Möglichkeiten und positive Aspekte

In den vielen verschiedenen Methoden von Gewahrseinstraining durch Meditation befassen wir uns sowohl mit dem Wahrnehmen von Gedanken und Emotionen als auch mit der vielem Leid zugrundeliegenden Vorstellung, ein von anderen getrenntes „Ich“ zu sein.

Ziel von Meditation ist nicht primär, glückliche Zustände zu erlangen. Mit Übung beginnen wir, größere Weite und mehr Gelassenheit, mentale Stabilität und Klarheit zu erfahren. Wir beginnen, die immerwährende Veränderung und Unbeständigkeit anzunehmen. Mit mehr Übung erleben wir Weite und Gelassenheit zunehmend als Teil unseres täglichen Erlebens.

Wir beginnen, trennende und urteilende Aspekte des Ich-Gefühls zu durchschauen, erlangen Einsicht in unsere Grundnatur, die alle Wahrnehmung ermöglicht und einschließt. Mit fortlaufenden Praxis führen uns Abschwächen einer trennenden „Ich-Wahrnehmung“ zu mehr Mitgefühl und Weisheit.

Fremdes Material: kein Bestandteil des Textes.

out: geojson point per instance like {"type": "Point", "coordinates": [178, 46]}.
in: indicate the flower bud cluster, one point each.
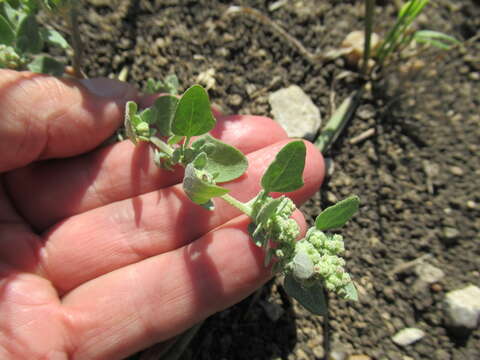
{"type": "Point", "coordinates": [323, 258]}
{"type": "Point", "coordinates": [280, 226]}
{"type": "Point", "coordinates": [9, 59]}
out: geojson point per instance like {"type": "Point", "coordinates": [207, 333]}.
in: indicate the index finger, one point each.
{"type": "Point", "coordinates": [47, 117]}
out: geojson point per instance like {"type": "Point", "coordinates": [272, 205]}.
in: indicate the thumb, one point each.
{"type": "Point", "coordinates": [46, 117]}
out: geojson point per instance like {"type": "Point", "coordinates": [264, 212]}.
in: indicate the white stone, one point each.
{"type": "Point", "coordinates": [429, 273]}
{"type": "Point", "coordinates": [295, 112]}
{"type": "Point", "coordinates": [463, 307]}
{"type": "Point", "coordinates": [408, 336]}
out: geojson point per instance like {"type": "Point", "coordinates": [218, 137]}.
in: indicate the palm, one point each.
{"type": "Point", "coordinates": [122, 259]}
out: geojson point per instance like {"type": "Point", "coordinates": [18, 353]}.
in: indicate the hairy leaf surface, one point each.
{"type": "Point", "coordinates": [285, 173]}
{"type": "Point", "coordinates": [337, 215]}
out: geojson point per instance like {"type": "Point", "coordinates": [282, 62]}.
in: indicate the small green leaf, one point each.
{"type": "Point", "coordinates": [174, 139]}
{"type": "Point", "coordinates": [28, 36]}
{"type": "Point", "coordinates": [267, 210]}
{"type": "Point", "coordinates": [171, 82]}
{"type": "Point", "coordinates": [53, 37]}
{"type": "Point", "coordinates": [311, 298]}
{"type": "Point", "coordinates": [199, 190]}
{"type": "Point", "coordinates": [200, 161]}
{"type": "Point", "coordinates": [351, 292]}
{"type": "Point", "coordinates": [223, 159]}
{"type": "Point", "coordinates": [46, 65]}
{"type": "Point", "coordinates": [164, 109]}
{"type": "Point", "coordinates": [337, 215]}
{"type": "Point", "coordinates": [285, 173]}
{"type": "Point", "coordinates": [147, 115]}
{"type": "Point", "coordinates": [302, 265]}
{"type": "Point", "coordinates": [7, 35]}
{"type": "Point", "coordinates": [130, 120]}
{"type": "Point", "coordinates": [193, 115]}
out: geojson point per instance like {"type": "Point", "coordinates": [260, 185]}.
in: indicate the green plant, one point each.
{"type": "Point", "coordinates": [401, 34]}
{"type": "Point", "coordinates": [309, 265]}
{"type": "Point", "coordinates": [22, 38]}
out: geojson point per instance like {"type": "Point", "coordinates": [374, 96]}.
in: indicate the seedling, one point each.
{"type": "Point", "coordinates": [401, 35]}
{"type": "Point", "coordinates": [22, 38]}
{"type": "Point", "coordinates": [311, 264]}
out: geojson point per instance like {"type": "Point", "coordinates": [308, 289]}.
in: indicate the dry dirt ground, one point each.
{"type": "Point", "coordinates": [418, 176]}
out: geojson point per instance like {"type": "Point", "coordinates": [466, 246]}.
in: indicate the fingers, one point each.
{"type": "Point", "coordinates": [44, 117]}
{"type": "Point", "coordinates": [104, 239]}
{"type": "Point", "coordinates": [155, 299]}
{"type": "Point", "coordinates": [67, 187]}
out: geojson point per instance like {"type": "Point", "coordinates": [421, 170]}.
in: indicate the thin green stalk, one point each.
{"type": "Point", "coordinates": [369, 14]}
{"type": "Point", "coordinates": [76, 41]}
{"type": "Point", "coordinates": [238, 204]}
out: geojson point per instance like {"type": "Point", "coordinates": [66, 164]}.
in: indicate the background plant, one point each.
{"type": "Point", "coordinates": [23, 39]}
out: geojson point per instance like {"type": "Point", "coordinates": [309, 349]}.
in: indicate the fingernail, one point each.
{"type": "Point", "coordinates": [109, 88]}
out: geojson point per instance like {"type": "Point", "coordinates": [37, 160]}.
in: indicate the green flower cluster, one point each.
{"type": "Point", "coordinates": [9, 59]}
{"type": "Point", "coordinates": [319, 254]}
{"type": "Point", "coordinates": [315, 258]}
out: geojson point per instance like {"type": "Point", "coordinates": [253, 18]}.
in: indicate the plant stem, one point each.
{"type": "Point", "coordinates": [161, 145]}
{"type": "Point", "coordinates": [238, 204]}
{"type": "Point", "coordinates": [76, 41]}
{"type": "Point", "coordinates": [369, 12]}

Wir entdecken, Bodhichitta, was gemeinhin als „Geist des Erwachens“ übersetzt wird. Bodhichitta umfaßt sowohl Verständnis vom Leben – den Ursachen von Freude und von Leid – als auch Mitgefühl mit sich und allen anderen lebenden Wesen. Stärken von Verständnis und Mitgefühl hilft uns freier, gelöster und mitfühlender zu sein.


Mögliche Risiken

Meditation heisst in erster Linie, wahrzunehmen und anzunehmen was ist. Falsch verstandenes meditatives Geistestraining kann dazu verleiten, innerpsychische Konflikte vermeiden zu wollen – in dem wir gewissermaßen versuchen, an diesen „vorbeizumeditieren“ oder versuchen, Konflikte „wegzumeditieren“ („spiritual bypassing“).

Meditation als Vermeidungsstrategie kann eine Ursache dafür sein, wenn wir trotz jahrelanger Praxis neurotische Grundmuster (z.B. Unsicherheit, Angst, Zwang, Ichbezogenheit, Überheblichkeit) nicht mildern konnten. Eine zusätzliche psychotherapeutische Begleitung kann helfen, Konflikte und Fixierungen zu erkennen, anzunehmen und dadurch abzumildern.

Falsch verstandenes oder falsch durchgeführtes meditatives Geistestraining kann, wenn keine ausreichende Stabilität vorhanden ist, zu Re-Traumatisierung und damit zu verstärkter Angst und Verunsicherung führen. Bei fehlender Stabilität können offene, freie Gewahrseinszustände nicht integriert und verarbeitet werden – schlimmstenfalls zu psychotischen Spaltungen führen. Diese Gefahren treten selten und in aller Regel nur in intensiveren, längeren retreats auf, wenn Praktizierende zuvor nicht psychisch gefestigt sind.